As they got older, she noticed there were few places for teens to spend time together downtown — a gap she intends to fill with her new business.
“My plan was to stay open until midnight or 1 a.m. on the weekend. That’s the niche I wanted to fill,” she said.
For now, she’s keeping the doors open until 9 p.m.
Courtenay established herself as something of a board game expert at Teeter Totter Toys, where she was hired specifically to sell games around the holiday season and wound up staying on for three years.
“They kept me on because I raised the games’ sales because I knew them well and I was excited about them, and that was contagious,” she explained.
In the summer of 2018, she visited Interactivity Board Game Café in Victoria, a place that made her question why Vernon didn’t have its own dedicated space for game lovers.
“I couldn’t believe nobody had done it (in Vernon) and I thought, ‘Yeah, I can do this.
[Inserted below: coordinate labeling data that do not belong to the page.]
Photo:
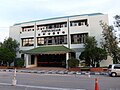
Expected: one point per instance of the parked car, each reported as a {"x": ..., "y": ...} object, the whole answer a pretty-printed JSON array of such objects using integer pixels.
[{"x": 114, "y": 70}]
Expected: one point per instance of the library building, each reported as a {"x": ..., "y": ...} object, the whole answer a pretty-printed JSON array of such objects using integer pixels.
[{"x": 51, "y": 42}]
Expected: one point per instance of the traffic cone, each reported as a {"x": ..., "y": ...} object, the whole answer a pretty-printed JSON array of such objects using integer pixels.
[{"x": 96, "y": 84}]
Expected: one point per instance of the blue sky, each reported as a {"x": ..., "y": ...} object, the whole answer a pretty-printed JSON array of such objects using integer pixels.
[{"x": 17, "y": 11}]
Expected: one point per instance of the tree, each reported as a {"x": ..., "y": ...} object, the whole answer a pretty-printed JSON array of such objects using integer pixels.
[
  {"x": 110, "y": 42},
  {"x": 11, "y": 44},
  {"x": 8, "y": 50},
  {"x": 6, "y": 56},
  {"x": 117, "y": 21},
  {"x": 72, "y": 62},
  {"x": 92, "y": 54}
]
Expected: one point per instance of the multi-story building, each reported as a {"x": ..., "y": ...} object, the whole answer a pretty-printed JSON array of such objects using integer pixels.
[{"x": 51, "y": 42}]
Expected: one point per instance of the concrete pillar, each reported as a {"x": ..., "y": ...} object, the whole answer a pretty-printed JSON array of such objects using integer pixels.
[
  {"x": 26, "y": 60},
  {"x": 35, "y": 60},
  {"x": 67, "y": 57}
]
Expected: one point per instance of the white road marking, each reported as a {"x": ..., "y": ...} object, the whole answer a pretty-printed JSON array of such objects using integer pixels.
[{"x": 42, "y": 87}]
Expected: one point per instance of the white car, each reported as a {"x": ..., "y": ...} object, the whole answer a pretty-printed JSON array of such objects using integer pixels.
[{"x": 114, "y": 70}]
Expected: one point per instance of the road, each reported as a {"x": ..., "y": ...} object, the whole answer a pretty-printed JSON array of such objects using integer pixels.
[{"x": 32, "y": 81}]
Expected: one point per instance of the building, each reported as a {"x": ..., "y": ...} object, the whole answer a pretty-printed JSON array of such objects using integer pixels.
[{"x": 51, "y": 42}]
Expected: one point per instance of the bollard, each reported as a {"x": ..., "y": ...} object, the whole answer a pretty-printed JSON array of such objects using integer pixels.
[{"x": 14, "y": 81}]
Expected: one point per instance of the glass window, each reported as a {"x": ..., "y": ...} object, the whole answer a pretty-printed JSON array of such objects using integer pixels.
[
  {"x": 54, "y": 40},
  {"x": 78, "y": 38},
  {"x": 117, "y": 67},
  {"x": 27, "y": 42}
]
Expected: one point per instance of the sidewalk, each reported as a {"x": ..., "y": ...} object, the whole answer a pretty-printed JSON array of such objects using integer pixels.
[{"x": 53, "y": 71}]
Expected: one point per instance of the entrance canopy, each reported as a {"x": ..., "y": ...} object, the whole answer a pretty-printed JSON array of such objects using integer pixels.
[{"x": 49, "y": 50}]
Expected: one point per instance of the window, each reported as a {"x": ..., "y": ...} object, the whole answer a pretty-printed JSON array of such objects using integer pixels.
[
  {"x": 54, "y": 40},
  {"x": 78, "y": 38},
  {"x": 79, "y": 22},
  {"x": 117, "y": 67},
  {"x": 27, "y": 41},
  {"x": 32, "y": 59}
]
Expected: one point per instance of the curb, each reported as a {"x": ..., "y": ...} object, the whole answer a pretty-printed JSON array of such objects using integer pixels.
[{"x": 55, "y": 72}]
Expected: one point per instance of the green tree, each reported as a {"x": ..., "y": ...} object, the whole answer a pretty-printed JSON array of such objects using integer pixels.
[
  {"x": 110, "y": 42},
  {"x": 117, "y": 21},
  {"x": 8, "y": 50},
  {"x": 11, "y": 44},
  {"x": 72, "y": 62},
  {"x": 6, "y": 56},
  {"x": 92, "y": 54}
]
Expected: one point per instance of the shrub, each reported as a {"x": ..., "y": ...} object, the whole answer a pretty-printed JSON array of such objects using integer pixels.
[
  {"x": 19, "y": 62},
  {"x": 73, "y": 62}
]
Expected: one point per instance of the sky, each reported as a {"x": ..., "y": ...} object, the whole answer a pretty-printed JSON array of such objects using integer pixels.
[{"x": 17, "y": 11}]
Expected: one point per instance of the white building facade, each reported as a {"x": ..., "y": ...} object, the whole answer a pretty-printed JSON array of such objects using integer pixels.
[{"x": 68, "y": 31}]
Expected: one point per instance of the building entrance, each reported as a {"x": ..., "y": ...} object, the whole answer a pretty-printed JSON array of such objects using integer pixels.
[{"x": 51, "y": 60}]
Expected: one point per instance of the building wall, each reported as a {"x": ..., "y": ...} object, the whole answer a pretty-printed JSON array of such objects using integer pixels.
[{"x": 93, "y": 28}]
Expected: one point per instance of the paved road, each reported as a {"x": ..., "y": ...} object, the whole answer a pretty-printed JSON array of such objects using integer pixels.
[{"x": 29, "y": 81}]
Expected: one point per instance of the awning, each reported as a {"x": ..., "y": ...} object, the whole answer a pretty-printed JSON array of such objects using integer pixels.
[{"x": 49, "y": 50}]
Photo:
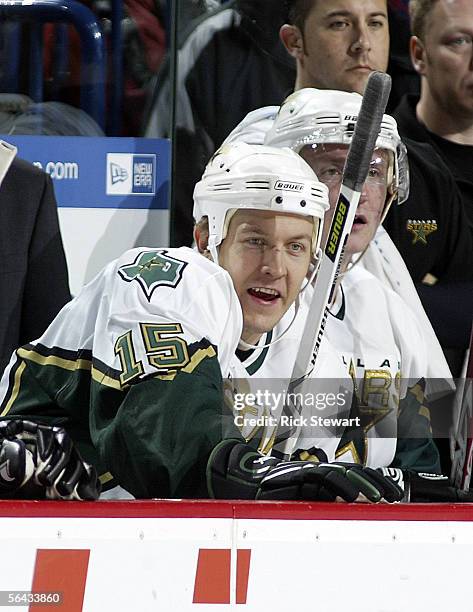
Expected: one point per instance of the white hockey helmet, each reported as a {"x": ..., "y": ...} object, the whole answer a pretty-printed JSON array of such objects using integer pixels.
[
  {"x": 314, "y": 116},
  {"x": 243, "y": 176}
]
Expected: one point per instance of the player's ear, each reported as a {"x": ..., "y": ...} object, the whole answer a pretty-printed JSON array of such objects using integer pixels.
[
  {"x": 292, "y": 39},
  {"x": 417, "y": 51}
]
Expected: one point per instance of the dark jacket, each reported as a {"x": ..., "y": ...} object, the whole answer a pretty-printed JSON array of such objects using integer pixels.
[
  {"x": 33, "y": 274},
  {"x": 458, "y": 157}
]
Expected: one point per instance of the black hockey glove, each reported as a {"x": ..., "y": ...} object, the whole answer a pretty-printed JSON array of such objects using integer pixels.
[
  {"x": 236, "y": 471},
  {"x": 426, "y": 488},
  {"x": 37, "y": 461}
]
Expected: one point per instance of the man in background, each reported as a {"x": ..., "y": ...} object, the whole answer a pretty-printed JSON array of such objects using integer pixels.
[{"x": 33, "y": 272}]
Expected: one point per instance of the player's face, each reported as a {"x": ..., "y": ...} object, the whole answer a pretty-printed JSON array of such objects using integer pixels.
[
  {"x": 446, "y": 57},
  {"x": 267, "y": 255},
  {"x": 328, "y": 161},
  {"x": 343, "y": 41}
]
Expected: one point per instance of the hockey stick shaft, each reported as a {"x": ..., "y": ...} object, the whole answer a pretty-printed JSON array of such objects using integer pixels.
[{"x": 356, "y": 168}]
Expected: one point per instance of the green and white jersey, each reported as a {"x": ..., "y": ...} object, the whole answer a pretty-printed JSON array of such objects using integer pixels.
[
  {"x": 364, "y": 400},
  {"x": 132, "y": 368},
  {"x": 378, "y": 339},
  {"x": 260, "y": 379}
]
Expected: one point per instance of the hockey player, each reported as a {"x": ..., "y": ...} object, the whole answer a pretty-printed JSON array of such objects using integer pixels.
[
  {"x": 133, "y": 366},
  {"x": 372, "y": 328}
]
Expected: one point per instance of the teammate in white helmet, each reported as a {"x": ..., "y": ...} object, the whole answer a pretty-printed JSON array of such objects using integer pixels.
[
  {"x": 380, "y": 340},
  {"x": 132, "y": 368},
  {"x": 373, "y": 329}
]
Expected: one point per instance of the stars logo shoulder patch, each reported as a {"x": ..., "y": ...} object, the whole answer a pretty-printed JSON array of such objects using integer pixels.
[
  {"x": 420, "y": 229},
  {"x": 152, "y": 269}
]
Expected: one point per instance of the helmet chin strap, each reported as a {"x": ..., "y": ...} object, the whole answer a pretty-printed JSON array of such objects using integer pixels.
[
  {"x": 317, "y": 259},
  {"x": 387, "y": 206}
]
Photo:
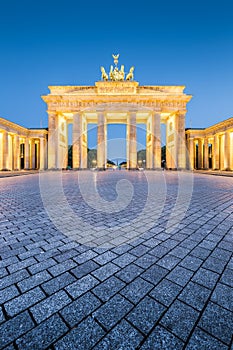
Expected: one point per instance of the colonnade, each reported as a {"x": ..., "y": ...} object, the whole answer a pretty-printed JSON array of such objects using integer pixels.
[
  {"x": 211, "y": 148},
  {"x": 58, "y": 138},
  {"x": 22, "y": 148}
]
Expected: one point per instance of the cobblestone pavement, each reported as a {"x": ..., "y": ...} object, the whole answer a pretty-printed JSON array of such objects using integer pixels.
[{"x": 163, "y": 289}]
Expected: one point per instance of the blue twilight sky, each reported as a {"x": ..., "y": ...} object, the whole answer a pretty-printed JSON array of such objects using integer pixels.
[{"x": 47, "y": 42}]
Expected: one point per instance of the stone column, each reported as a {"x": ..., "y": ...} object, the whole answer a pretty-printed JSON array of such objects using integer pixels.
[
  {"x": 52, "y": 140},
  {"x": 216, "y": 153},
  {"x": 42, "y": 153},
  {"x": 200, "y": 154},
  {"x": 101, "y": 142},
  {"x": 206, "y": 153},
  {"x": 32, "y": 155},
  {"x": 156, "y": 141},
  {"x": 26, "y": 154},
  {"x": 16, "y": 153},
  {"x": 76, "y": 142},
  {"x": 227, "y": 150},
  {"x": 180, "y": 141},
  {"x": 191, "y": 153},
  {"x": 84, "y": 145},
  {"x": 132, "y": 141},
  {"x": 148, "y": 144},
  {"x": 5, "y": 151}
]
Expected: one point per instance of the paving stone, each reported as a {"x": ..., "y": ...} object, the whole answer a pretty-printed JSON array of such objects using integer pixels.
[
  {"x": 203, "y": 240},
  {"x": 230, "y": 264},
  {"x": 221, "y": 254},
  {"x": 10, "y": 261},
  {"x": 161, "y": 339},
  {"x": 42, "y": 336},
  {"x": 34, "y": 281},
  {"x": 62, "y": 267},
  {"x": 139, "y": 250},
  {"x": 191, "y": 262},
  {"x": 123, "y": 336},
  {"x": 83, "y": 337},
  {"x": 206, "y": 278},
  {"x": 49, "y": 306},
  {"x": 124, "y": 260},
  {"x": 180, "y": 319},
  {"x": 81, "y": 286},
  {"x": 67, "y": 255},
  {"x": 166, "y": 292},
  {"x": 214, "y": 264},
  {"x": 152, "y": 242},
  {"x": 2, "y": 317},
  {"x": 154, "y": 274},
  {"x": 204, "y": 341},
  {"x": 112, "y": 311},
  {"x": 168, "y": 262},
  {"x": 24, "y": 301},
  {"x": 146, "y": 314},
  {"x": 57, "y": 283},
  {"x": 195, "y": 295},
  {"x": 13, "y": 278},
  {"x": 106, "y": 271},
  {"x": 180, "y": 275},
  {"x": 218, "y": 322},
  {"x": 129, "y": 273},
  {"x": 108, "y": 288},
  {"x": 84, "y": 269},
  {"x": 41, "y": 266},
  {"x": 201, "y": 252},
  {"x": 21, "y": 265},
  {"x": 75, "y": 312},
  {"x": 223, "y": 296},
  {"x": 8, "y": 293},
  {"x": 136, "y": 290},
  {"x": 159, "y": 251},
  {"x": 14, "y": 328},
  {"x": 104, "y": 258},
  {"x": 227, "y": 277},
  {"x": 146, "y": 260},
  {"x": 122, "y": 249},
  {"x": 28, "y": 254}
]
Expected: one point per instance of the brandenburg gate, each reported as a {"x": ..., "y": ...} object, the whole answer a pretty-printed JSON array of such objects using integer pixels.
[{"x": 116, "y": 98}]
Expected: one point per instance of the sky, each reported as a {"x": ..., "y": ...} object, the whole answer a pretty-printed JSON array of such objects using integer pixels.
[{"x": 64, "y": 42}]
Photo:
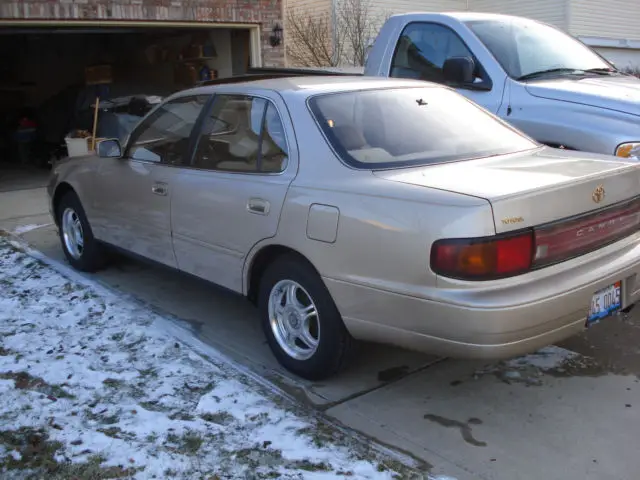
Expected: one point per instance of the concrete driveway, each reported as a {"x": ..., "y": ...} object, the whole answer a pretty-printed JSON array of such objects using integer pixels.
[{"x": 553, "y": 415}]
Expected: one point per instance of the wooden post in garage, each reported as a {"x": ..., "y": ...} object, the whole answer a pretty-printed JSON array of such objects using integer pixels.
[
  {"x": 95, "y": 125},
  {"x": 100, "y": 76}
]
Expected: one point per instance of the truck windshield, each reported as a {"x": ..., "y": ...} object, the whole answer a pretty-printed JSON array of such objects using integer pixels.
[
  {"x": 525, "y": 48},
  {"x": 401, "y": 127}
]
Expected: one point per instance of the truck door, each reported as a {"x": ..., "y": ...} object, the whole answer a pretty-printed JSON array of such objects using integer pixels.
[{"x": 421, "y": 52}]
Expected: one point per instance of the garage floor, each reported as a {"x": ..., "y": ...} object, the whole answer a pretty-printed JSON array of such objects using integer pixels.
[{"x": 554, "y": 415}]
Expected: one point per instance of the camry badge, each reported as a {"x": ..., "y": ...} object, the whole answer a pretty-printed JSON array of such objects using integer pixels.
[{"x": 598, "y": 194}]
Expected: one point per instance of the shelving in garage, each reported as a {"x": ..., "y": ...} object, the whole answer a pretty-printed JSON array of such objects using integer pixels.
[{"x": 43, "y": 73}]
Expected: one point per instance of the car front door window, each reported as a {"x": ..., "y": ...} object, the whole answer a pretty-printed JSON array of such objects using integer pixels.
[
  {"x": 164, "y": 136},
  {"x": 242, "y": 134},
  {"x": 422, "y": 50}
]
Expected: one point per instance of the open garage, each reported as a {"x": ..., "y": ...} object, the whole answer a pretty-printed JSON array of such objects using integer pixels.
[{"x": 61, "y": 59}]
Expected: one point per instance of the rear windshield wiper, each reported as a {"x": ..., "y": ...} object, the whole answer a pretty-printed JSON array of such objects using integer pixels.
[
  {"x": 550, "y": 70},
  {"x": 603, "y": 71}
]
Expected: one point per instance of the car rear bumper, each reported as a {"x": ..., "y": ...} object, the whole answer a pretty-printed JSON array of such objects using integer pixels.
[{"x": 490, "y": 322}]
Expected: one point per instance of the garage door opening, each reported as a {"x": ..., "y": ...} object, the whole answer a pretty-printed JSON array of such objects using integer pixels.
[{"x": 51, "y": 76}]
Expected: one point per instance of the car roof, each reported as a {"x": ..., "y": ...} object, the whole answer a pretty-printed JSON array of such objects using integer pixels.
[
  {"x": 312, "y": 84},
  {"x": 461, "y": 16}
]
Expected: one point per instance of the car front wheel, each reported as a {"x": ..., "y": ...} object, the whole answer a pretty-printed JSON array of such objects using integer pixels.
[
  {"x": 82, "y": 250},
  {"x": 301, "y": 322}
]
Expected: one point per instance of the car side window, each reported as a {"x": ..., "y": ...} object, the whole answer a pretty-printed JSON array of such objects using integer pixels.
[
  {"x": 422, "y": 50},
  {"x": 163, "y": 137},
  {"x": 242, "y": 134}
]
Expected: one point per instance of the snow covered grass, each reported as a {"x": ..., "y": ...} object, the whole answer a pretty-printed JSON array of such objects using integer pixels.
[{"x": 93, "y": 387}]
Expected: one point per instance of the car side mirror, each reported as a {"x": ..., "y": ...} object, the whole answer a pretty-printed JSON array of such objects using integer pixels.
[
  {"x": 109, "y": 149},
  {"x": 459, "y": 70}
]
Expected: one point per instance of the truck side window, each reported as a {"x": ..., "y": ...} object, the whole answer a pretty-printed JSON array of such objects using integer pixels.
[{"x": 423, "y": 49}]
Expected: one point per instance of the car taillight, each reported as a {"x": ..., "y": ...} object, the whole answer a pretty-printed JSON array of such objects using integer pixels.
[{"x": 486, "y": 258}]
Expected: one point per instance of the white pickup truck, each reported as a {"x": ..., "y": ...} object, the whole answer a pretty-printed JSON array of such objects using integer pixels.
[{"x": 536, "y": 77}]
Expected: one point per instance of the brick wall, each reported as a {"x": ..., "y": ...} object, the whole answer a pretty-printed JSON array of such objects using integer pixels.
[{"x": 263, "y": 12}]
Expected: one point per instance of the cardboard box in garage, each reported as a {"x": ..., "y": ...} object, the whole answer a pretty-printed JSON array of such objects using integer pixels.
[{"x": 98, "y": 75}]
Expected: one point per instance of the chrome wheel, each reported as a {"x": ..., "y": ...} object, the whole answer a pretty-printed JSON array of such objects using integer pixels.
[
  {"x": 294, "y": 319},
  {"x": 72, "y": 233}
]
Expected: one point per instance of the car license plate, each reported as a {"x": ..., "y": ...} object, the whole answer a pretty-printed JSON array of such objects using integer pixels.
[{"x": 605, "y": 302}]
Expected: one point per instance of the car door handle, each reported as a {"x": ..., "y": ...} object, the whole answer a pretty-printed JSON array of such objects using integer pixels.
[
  {"x": 259, "y": 206},
  {"x": 160, "y": 189}
]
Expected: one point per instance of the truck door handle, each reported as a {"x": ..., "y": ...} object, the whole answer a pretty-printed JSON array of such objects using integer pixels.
[
  {"x": 258, "y": 205},
  {"x": 160, "y": 189}
]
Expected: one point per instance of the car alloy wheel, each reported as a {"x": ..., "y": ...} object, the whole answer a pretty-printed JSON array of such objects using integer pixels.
[
  {"x": 294, "y": 319},
  {"x": 72, "y": 233}
]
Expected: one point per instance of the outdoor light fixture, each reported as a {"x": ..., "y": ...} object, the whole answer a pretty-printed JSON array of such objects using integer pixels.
[{"x": 276, "y": 35}]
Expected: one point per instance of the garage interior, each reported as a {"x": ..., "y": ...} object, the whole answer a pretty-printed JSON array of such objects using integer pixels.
[{"x": 51, "y": 76}]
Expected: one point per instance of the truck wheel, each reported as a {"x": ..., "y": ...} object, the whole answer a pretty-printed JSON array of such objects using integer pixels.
[
  {"x": 82, "y": 250},
  {"x": 301, "y": 322}
]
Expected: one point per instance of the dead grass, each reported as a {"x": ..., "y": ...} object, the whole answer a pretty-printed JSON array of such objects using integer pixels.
[{"x": 26, "y": 381}]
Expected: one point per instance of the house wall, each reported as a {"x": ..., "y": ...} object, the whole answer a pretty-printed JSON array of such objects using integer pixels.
[
  {"x": 553, "y": 12},
  {"x": 264, "y": 12},
  {"x": 613, "y": 19}
]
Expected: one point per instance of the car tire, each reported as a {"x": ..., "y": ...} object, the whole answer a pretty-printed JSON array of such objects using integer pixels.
[
  {"x": 280, "y": 317},
  {"x": 82, "y": 250}
]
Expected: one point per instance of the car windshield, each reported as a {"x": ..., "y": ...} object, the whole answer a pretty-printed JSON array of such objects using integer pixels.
[
  {"x": 397, "y": 127},
  {"x": 525, "y": 47}
]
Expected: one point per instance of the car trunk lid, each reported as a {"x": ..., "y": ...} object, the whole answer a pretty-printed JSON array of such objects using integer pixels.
[
  {"x": 527, "y": 190},
  {"x": 574, "y": 202}
]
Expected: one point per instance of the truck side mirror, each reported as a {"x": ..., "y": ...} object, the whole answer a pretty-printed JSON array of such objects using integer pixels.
[
  {"x": 458, "y": 70},
  {"x": 109, "y": 149}
]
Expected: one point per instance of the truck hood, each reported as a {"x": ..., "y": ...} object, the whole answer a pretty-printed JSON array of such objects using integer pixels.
[
  {"x": 533, "y": 188},
  {"x": 620, "y": 93}
]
Vernon needs this.'”
Courtenay has plans to serve home-style, baked goods, add wall decorations and install a living room area to make for a place to play games that feels like home, which is where it all began for her.
“My kids have all gone and I don’t have that kind of fun in my life, and young people just bring that kind of joy,” she said. “Older people too.”
She has even bigger plans further down the road.
In June, she hopes to open a dedicated “dungeon room” for Dungeons & Dragons players to congregate, and a special table for Warhammer 40,000—a popular miniature-based game set in a distant, dystopian future.
Courtenay said her greatest pleasure in running the business so far has been watching patrons find something they love on her shelves.
“What I’m enjoying about it is people coming in and looking at the games and saying ‘Oh, they’ve got this!’ And they’re excited about it,” she said.
“To think that I’ve created the place where that can happen, it’s really special.”